I'm running a single Sidekiq process on a container and I need a way to do a health check. Is there some tcp endpoint to query?
I'm not sure such an endpoint exists. Sidekiq has an optional web interface that could be scraped, I suppose.
Where I work, we expose various aspects of the application's health via pinglish. One item is the number of enqueued sidekiq jobs. We alert if that number gets too far from zero. That indicates Sidekiq's health indirectly, but more inline with the business impact of an unhealthy Sidekiq.
Our infrastructure team also uses Shinken to monitor each host for the appropriate number of Sidekiq worker processes, but I'm not as familiar with that part.
What does a health check look like, do you have any documentation? Sidekiq isn't a network service - it doesn't open any listening sockets.
We're using marathon to manage docker containers and it has a health check ping such as
[
{
"path": "/health_check",
"protocol": "HTTP"
}
]
But launching sidekiq as a service container has presented problems with monitoring. I'm able to do something like to get it to pass but would like to have bettter monitoring in place.
[
{
"protocol": "COMMAND",
"portIndex": 0,
"command": {
"value": "ps ax | grep -v grep | grep sidekiq > /dev/null"
}
}
]
That type of health check makes sense for a web service, where you want to ensure the port is open and requests are routing.

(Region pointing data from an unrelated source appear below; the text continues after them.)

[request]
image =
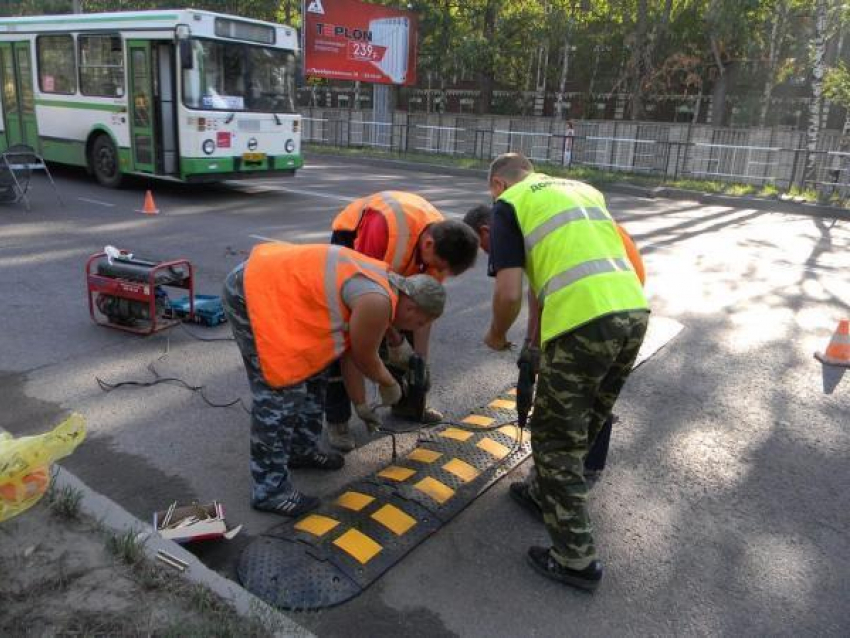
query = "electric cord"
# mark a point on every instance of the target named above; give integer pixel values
(158, 379)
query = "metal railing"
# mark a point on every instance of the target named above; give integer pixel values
(716, 155)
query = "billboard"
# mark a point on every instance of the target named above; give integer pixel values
(350, 40)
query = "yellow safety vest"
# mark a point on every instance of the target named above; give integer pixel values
(574, 258)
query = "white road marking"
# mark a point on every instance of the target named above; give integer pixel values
(95, 201)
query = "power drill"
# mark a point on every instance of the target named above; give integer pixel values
(414, 384)
(525, 386)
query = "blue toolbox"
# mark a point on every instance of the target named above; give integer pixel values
(208, 309)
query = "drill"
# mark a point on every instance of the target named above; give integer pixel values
(525, 385)
(414, 385)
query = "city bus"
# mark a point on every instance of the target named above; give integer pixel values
(180, 94)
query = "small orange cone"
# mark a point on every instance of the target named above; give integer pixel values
(838, 351)
(149, 207)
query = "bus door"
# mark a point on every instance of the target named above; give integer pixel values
(17, 95)
(142, 107)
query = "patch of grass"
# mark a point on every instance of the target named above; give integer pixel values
(587, 174)
(65, 502)
(126, 546)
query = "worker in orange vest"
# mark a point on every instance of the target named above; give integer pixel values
(409, 234)
(295, 310)
(478, 218)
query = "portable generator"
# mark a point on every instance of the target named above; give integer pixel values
(130, 293)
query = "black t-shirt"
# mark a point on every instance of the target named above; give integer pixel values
(507, 245)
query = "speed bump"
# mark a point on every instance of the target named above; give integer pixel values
(331, 555)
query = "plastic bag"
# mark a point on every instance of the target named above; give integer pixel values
(25, 464)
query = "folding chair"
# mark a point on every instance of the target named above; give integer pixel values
(16, 165)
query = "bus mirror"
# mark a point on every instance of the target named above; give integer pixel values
(185, 48)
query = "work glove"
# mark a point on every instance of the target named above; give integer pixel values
(530, 353)
(369, 416)
(390, 394)
(399, 356)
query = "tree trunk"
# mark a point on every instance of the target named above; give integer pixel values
(818, 71)
(486, 72)
(639, 45)
(777, 36)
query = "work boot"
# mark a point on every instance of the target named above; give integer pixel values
(339, 436)
(521, 493)
(294, 505)
(430, 416)
(317, 460)
(588, 579)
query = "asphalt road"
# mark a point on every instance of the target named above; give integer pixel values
(725, 506)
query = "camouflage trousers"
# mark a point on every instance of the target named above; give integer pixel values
(284, 421)
(581, 375)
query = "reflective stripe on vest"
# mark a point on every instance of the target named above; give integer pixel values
(294, 299)
(575, 259)
(407, 216)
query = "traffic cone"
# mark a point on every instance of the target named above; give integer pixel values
(149, 207)
(838, 351)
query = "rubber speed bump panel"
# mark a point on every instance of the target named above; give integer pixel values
(335, 552)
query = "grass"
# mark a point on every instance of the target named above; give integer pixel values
(588, 174)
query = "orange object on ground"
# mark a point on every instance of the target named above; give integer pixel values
(633, 254)
(838, 351)
(149, 207)
(294, 298)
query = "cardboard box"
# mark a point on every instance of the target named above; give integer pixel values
(191, 523)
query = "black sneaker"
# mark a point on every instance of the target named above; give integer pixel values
(520, 492)
(293, 505)
(317, 461)
(587, 579)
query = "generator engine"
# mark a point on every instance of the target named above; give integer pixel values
(130, 293)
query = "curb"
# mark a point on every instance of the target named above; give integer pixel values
(624, 188)
(114, 517)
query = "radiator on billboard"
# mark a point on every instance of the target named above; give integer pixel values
(351, 40)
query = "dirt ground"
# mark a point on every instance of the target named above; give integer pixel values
(61, 574)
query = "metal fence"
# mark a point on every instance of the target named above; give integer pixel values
(667, 151)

It makes less sense for Sidekiq: the workers could be locked up but the health check return 200 all day. Your ps command is just as useful. As @mikegee pointed out, really you want to monitor your queue sizes and ensure they aren't backing up.
@mperham Facing a similar problem with Rancher. Rancher offers health checks to a (Web) service Docker container. In case it is not healthy anymore (TCP or HTTP check), Rancher spins up a new container on a different host.
The Web interface input fields in Rancher do look like that:


I know that Sidekiq is not a network service. But it would be really nice if with Sidekiq one could optionally for health checks bring up a web endpoint and/or if I could tell to Sidekiq to simply open a Port.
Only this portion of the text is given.